Wednesday, August 29, 2007

He’s in Iraq. U.S. Reward: Deport Wife?

Published: August 28, 2007


While Alexander Gomez was in Iraq at the United States government’s bidding, that same government was trying to kick his wife out of this country. For the Colombian-born Mr. Gomez, more accurately Specialist Gomez of the New York Army National Guard, something was definitely out of kilter.


Not that he could do much about it, not from the military base near Nasiriya, in southern Iraq, where he was a mechanic in an Army maintenance company. “I had to stay focused on what I was doing there,” he said.

As things go in this war, Nasiriya was hardly the most dangerous place, said Specialist Gomez, who returned from Iraq last year after 14 months and now lives with his wife, Marly Sampedro, in Sunset Park, Brooklyn. Still, “It wasn’t summer camp,” he said. “We were in a hostile environment. The most important thing was to stay focused. If you lose focus, you’re going to go home in a bag.”

In the end, everything worked out fine for him and Ms. Sampedro, who is also from Colombia. But their story offers insight into some of the problems that are peculiar to immigrants serving in the wartime United States military.


There are thousands of foreign-born men and women like Specialist Gomez, who remains on active duty with the 145th Maintenance Company, based on Staten Island. According to the Defense Department, about 21,100 legal immigrants who are noncitizens are serving in the United States armed forces. Each year, several thousand of them become citizens, taking advantage of a speeded-up naturalization process offered to those who put their lives on the line for their adoptive country.

That’s what Specialist Gomez, 33, did. He had a green card and was not a citizen when he joined the Guard in 2003. Nor when he met Ms. Sampedro in 2002. Nor when he married her in 2004, around the time that their son, Alexander Jr., was born. Nor when he headed off to Iraq in November 2004.

Thanks to the expedited process for service members, he got his citizenship in April 2005. That did not do Ms. Sampedro any good, though. The circumstances are somewhat complicated, but they boil down to this:

Ms. Sampedro, who is 37 and struggles with English, had come to this country from Cali, Colombia, in 2001, with a son from a previous relationship, Milton, now 14. She applied for asylum. The request was ultimately denied, but when she first arrived, it was good enough for a hearing officer to let her in temporarily.

That made her an “arriving alien,” in the jargon of the immigration world.
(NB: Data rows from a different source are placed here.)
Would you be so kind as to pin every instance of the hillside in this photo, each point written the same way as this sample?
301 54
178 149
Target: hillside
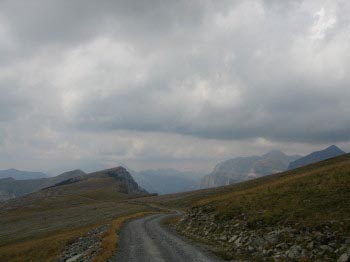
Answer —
11 188
317 156
300 214
167 181
21 175
244 168
40 224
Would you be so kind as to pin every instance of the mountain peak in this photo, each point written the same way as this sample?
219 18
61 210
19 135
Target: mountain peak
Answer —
334 148
274 153
329 152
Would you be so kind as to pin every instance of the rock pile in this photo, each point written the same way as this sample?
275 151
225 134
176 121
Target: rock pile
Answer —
85 248
280 243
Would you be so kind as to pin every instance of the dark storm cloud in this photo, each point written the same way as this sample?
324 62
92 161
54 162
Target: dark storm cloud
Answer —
213 70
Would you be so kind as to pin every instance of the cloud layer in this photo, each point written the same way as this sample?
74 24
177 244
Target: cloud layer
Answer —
185 83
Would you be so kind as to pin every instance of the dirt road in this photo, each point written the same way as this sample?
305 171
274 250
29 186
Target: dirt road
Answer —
146 240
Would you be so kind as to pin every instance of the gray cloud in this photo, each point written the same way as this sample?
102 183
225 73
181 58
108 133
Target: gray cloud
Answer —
222 71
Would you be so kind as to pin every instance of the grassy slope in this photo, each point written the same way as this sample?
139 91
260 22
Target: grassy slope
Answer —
36 227
312 195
When she applied for permanent residence — a green card — the authorities told her in 2005: No way. Arriving aliens, they said, may not seek an adjustment of their immigration status. That she was married to someone who by then was a United States citizen made no difference.
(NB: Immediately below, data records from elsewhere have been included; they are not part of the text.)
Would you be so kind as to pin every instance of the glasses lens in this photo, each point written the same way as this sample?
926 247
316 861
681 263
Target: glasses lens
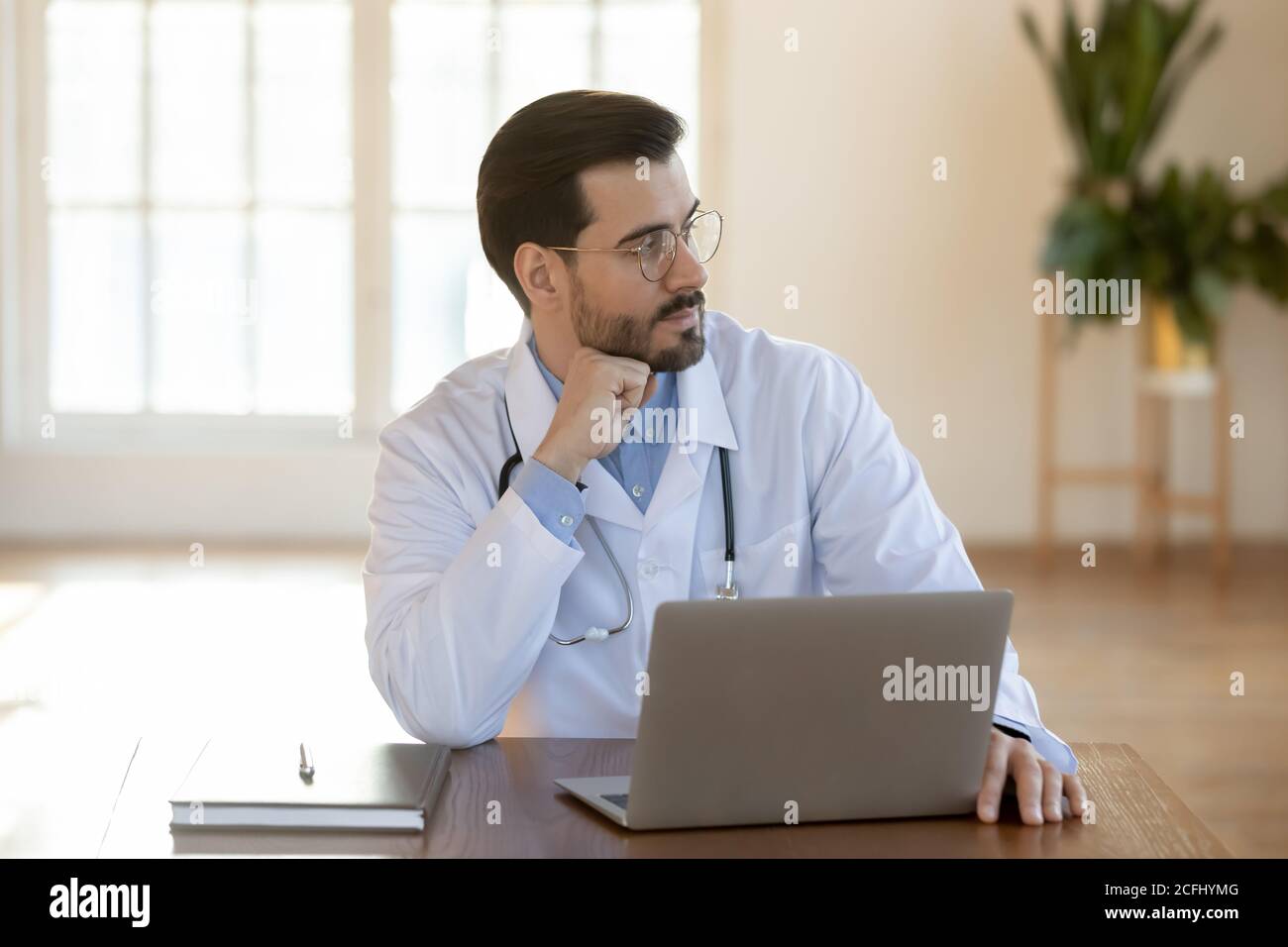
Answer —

Not only that, but the authorities wanted to deport Ms. Sampedro and Milton right away. They said she had lied to them by claiming American citizenship for herself. In fact, she had made no such claim. The charge was a mistake, as the government later acknowledged.

Nonetheless, there she was in the spring of 2005, with deportation staring her in the face, with a husband in Iraq and with no idea what to do about their baby: take him with her to troubled Cali or find foster care in New York?

Desperate, she turned to the New York Association for New Americans, an immigrant services agency. An agency lawyer, Michael Lehach, took up her cause.

To cut to the chase (and through a thicket of legalese), he blocked a deportation order and then got the government to back down altogether. Ms. Sampedro and Milton not only got to stay, but they also recently got green cards of their own. End of story.

But there is a larger point. For Mr. Lehach, it is that “Marly and Milton are not the only family members of United States servicemen who find themselves in jeopardy with Immigration.” There may be hundreds of people, if not thousands, with similar troubles, he said.

To him, “it’s unacceptable that a bona fide spouse and child could be removed while he’s serving his country. They should get the maximum amount of favorable discretion that the government can give.”

As for Specialist Gomez, he fully expects to be sent at some point back to Iraq or perhaps to Afghanistan. Does he bear any resentment over how his family was treated? Not at all.

“It’s the law, and we all have to obey the laws,” he said. “I always believe in this country and its laws.”